Trading activity tells the same story. Robinhood Wallet users can earn 2x Lighter points against an 11M LIT allocation, creating a direct incentive to trade on-chain. Speculative attention remains concentrated in Robinhood Chain memecoins, led by CASHDOG and CASHCAT, though the chain's elevated volume-to-liquidity ratio highlights the risks of chasing launch-phase momentum.

The venue impact is already visible in DEX flows. Uniswap V3 volume rose 79% WoW and V2 volume jumped 1,003%, with Robinhood Chain accounting for the majority of V2 activity and more than half of V3's volume. More important than launch-week volume, however, is governance: on July 8, Uniswap advanced a proposal to extend the UNIfication buyback-and-burn mechanism to V4 pools, a development worth tracking as fee generation increasingly shifts toward newer deployments.

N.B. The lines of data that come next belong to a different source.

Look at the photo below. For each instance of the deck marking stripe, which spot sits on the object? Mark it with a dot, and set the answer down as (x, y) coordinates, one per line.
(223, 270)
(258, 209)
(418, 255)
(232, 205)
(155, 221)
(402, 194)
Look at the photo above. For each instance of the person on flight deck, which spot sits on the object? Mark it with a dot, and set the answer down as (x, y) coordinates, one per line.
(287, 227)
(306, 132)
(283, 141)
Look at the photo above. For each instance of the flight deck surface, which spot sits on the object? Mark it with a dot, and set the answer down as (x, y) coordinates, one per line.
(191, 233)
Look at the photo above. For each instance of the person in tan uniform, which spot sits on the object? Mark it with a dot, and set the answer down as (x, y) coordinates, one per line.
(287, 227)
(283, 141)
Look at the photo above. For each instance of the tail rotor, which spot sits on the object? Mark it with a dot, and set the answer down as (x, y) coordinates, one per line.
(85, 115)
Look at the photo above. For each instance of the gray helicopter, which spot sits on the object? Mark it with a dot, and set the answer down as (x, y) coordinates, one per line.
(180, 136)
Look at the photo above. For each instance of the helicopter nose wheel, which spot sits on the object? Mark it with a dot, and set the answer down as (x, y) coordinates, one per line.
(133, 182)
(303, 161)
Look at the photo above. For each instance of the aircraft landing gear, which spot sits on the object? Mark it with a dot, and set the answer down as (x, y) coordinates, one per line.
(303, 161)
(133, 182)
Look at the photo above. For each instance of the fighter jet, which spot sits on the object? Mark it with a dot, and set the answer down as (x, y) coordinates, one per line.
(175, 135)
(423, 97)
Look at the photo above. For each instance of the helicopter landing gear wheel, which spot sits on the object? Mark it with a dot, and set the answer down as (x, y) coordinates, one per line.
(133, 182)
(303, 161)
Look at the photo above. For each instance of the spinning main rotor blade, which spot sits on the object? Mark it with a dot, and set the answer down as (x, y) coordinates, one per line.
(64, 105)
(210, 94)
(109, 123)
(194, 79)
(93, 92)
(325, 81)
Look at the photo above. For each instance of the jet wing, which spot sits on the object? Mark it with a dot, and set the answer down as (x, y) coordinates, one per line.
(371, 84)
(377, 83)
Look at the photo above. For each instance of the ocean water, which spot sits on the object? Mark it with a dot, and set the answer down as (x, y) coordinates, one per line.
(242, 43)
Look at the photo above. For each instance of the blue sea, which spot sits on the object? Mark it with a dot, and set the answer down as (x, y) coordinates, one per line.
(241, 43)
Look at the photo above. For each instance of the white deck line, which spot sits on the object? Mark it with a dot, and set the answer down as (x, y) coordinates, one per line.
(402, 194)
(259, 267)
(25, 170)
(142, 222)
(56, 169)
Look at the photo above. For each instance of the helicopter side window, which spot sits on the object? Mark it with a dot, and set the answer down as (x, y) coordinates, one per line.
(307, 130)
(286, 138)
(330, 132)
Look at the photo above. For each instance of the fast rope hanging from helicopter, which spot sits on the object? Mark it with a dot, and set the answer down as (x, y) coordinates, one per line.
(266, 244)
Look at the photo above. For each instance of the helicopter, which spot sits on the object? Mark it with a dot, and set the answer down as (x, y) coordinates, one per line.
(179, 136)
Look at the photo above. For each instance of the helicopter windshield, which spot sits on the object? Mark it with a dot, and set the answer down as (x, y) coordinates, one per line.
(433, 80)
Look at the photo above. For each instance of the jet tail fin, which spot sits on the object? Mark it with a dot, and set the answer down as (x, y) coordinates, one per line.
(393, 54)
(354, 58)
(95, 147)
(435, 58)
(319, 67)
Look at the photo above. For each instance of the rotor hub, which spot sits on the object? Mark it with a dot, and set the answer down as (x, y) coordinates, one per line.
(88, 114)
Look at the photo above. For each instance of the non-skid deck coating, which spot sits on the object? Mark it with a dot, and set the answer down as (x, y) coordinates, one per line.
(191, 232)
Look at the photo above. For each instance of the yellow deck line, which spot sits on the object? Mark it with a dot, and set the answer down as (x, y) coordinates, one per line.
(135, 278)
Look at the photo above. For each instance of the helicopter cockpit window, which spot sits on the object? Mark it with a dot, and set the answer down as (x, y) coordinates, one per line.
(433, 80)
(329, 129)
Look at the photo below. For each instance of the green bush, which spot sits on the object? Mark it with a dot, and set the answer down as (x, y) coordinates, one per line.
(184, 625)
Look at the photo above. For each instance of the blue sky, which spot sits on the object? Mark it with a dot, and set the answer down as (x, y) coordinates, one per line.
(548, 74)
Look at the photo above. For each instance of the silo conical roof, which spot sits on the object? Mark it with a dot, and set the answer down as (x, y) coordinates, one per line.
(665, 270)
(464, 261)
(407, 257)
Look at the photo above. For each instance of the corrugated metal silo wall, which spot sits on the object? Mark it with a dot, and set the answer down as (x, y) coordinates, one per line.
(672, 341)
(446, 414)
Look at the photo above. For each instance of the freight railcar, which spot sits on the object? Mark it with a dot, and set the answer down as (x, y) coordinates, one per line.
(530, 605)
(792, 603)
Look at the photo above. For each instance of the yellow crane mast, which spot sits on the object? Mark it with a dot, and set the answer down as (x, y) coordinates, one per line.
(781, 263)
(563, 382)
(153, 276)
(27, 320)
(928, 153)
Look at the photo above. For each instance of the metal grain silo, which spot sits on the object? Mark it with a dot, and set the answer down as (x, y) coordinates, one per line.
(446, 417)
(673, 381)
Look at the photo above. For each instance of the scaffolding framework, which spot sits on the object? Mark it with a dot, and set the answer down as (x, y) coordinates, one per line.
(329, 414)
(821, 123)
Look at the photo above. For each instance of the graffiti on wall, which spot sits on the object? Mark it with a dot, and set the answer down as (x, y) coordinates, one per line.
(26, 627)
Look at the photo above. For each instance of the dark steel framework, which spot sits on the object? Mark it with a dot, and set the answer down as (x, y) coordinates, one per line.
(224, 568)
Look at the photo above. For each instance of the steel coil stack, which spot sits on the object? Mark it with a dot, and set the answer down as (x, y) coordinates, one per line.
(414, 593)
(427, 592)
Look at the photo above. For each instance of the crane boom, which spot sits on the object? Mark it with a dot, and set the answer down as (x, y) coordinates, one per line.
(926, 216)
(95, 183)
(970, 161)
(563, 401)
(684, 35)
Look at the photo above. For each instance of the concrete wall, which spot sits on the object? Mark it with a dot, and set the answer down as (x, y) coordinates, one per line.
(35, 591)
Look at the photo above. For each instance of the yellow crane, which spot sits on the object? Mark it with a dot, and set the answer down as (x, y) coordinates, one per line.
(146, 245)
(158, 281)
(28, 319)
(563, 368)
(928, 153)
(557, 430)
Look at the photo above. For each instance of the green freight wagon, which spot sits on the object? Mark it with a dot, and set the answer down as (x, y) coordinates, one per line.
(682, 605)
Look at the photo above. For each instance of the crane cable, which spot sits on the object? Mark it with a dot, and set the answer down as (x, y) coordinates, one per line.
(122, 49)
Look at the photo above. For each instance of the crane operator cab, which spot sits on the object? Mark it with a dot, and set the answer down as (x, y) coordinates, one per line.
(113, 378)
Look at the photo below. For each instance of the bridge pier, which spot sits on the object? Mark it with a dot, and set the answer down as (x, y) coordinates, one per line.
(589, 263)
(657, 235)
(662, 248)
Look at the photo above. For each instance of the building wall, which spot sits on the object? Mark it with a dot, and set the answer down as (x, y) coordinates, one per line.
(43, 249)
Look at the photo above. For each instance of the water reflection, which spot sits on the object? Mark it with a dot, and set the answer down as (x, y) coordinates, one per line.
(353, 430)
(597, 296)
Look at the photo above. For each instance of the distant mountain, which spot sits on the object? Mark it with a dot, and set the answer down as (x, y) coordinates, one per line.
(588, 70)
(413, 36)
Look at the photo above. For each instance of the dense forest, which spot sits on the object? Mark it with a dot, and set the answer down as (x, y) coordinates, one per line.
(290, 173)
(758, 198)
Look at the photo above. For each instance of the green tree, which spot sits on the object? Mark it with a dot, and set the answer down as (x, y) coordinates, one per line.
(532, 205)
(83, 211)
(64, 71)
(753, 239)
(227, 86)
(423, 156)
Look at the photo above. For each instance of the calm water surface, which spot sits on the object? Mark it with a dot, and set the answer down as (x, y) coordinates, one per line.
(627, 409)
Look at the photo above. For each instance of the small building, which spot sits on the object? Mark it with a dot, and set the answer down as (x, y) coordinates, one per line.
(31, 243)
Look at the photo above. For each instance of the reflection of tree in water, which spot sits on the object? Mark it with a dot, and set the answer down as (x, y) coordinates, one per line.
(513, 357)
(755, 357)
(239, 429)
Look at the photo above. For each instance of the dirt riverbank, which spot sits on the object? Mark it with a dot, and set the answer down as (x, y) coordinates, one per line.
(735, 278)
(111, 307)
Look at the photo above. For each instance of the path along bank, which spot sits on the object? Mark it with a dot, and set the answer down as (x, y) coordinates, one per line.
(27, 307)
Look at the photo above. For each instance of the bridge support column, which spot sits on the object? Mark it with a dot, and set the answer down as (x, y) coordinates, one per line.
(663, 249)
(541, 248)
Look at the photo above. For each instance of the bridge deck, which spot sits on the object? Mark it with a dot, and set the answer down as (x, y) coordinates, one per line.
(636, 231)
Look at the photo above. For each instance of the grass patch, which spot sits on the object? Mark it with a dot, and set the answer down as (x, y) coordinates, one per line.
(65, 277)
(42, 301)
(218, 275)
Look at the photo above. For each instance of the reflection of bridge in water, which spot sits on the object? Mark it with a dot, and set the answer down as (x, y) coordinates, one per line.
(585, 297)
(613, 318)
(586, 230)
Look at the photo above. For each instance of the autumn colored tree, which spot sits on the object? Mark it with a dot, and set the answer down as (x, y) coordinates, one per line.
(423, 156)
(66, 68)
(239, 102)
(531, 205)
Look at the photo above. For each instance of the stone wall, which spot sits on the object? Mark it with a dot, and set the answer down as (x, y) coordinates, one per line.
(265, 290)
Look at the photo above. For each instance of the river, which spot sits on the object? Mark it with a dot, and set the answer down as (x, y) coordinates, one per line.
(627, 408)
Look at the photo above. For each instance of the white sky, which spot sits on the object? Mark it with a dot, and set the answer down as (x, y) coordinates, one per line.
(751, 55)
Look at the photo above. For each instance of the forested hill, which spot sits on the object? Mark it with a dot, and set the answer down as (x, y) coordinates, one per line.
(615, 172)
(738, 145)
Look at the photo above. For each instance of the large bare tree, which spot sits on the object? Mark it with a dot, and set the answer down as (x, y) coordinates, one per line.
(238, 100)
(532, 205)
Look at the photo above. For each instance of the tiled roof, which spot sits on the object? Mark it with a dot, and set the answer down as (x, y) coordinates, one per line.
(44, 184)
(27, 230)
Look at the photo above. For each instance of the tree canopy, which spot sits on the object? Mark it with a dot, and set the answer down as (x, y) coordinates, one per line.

RWA Derivatives: Positioning Is Catching Up To The Narrative

The strongest conviction trade this week was RWA-linked derivatives. Ostium’s open interest climbed 73.8% WoW to $285.5M, alongside 31.1% TVL growth, while Ondo Perps added 42.6% to reach $26M in open interest.

What’s notable is that this growth aligns with the broader tokenization story discussed elsewhere in the report. Product issuance, capital inflows, and trader positioning are all moving in the same direction. Rather than RWA enthusiasm being confined to treasury funds, traders are increasingly expressing that view through leveraged products.

Perpetuals activity overall remains concentrated on Hyperliquid, which continues to host roughly $15B of open interest across Hyperliquid Perps and tradeXYZ, despite softer fee generation during the week.


Section 4 — Project & Protocol Discovery

4A. Token Price Movers - Observations, not trade ideas.

edgeX — EDGE, +29% (7d). A cluster of product news: a restructuring adding engineering, risk, and product hires; a roadmap toward RWA trading pairs and leveraged ETFs, and a native USDC deposit campaign paying 4% APR in USDC plus 3% in EDGE. Incentive-led as much as fundamental.

Lido — LDO, +10% (7d). wstETH is now live on Robinhood Chain via Chainlink CCIP, carrying its Ethereum staking rewards across, with direct staking and deeper integrations flagged as next. Distribution into Robinhood’s retail base.

Uniswap — UNI, +13% (7d). The clearest read on Robinhood Chain’s traction: Uniswap crossed $250M+ in protocol volume there within a week of launch, then did $500M in a single day — 10x the prior day, and more than any chain except Ethereum mainnet. Uniswap TVL on the chain passed $30M. Separately, Uniswap now routes through Sky’s LitePSM, clearing DAI/USDS/USDC legs at parity.

4B. TVL Gainers Ranked by absolute $ inflow.

The Securitize complex: +$776.0M aggregate — the week’s defining growth event.

BlackRock’s BUIDL (+$640.9M, +21.0%, to $3.69B) and VanEck’s VBILL (+$135.1M, +238.4%, to $191.7M) are both issued via Securitize, and their combined weekly gain constitutes the largest capital formation in DeFi this week; Securitize’s other listed funds (Apollo credit, tokenized CLO) were flat, so the aggregate is attributable to these two products.

Because both are money-market funds redeemable at approximately $1 NAV, the entire gain is net-new subscription capital with no price component — the highest-quality growth on the board, corroborated by fee income (BUIDL +108% week-over-week; VBILL +137%).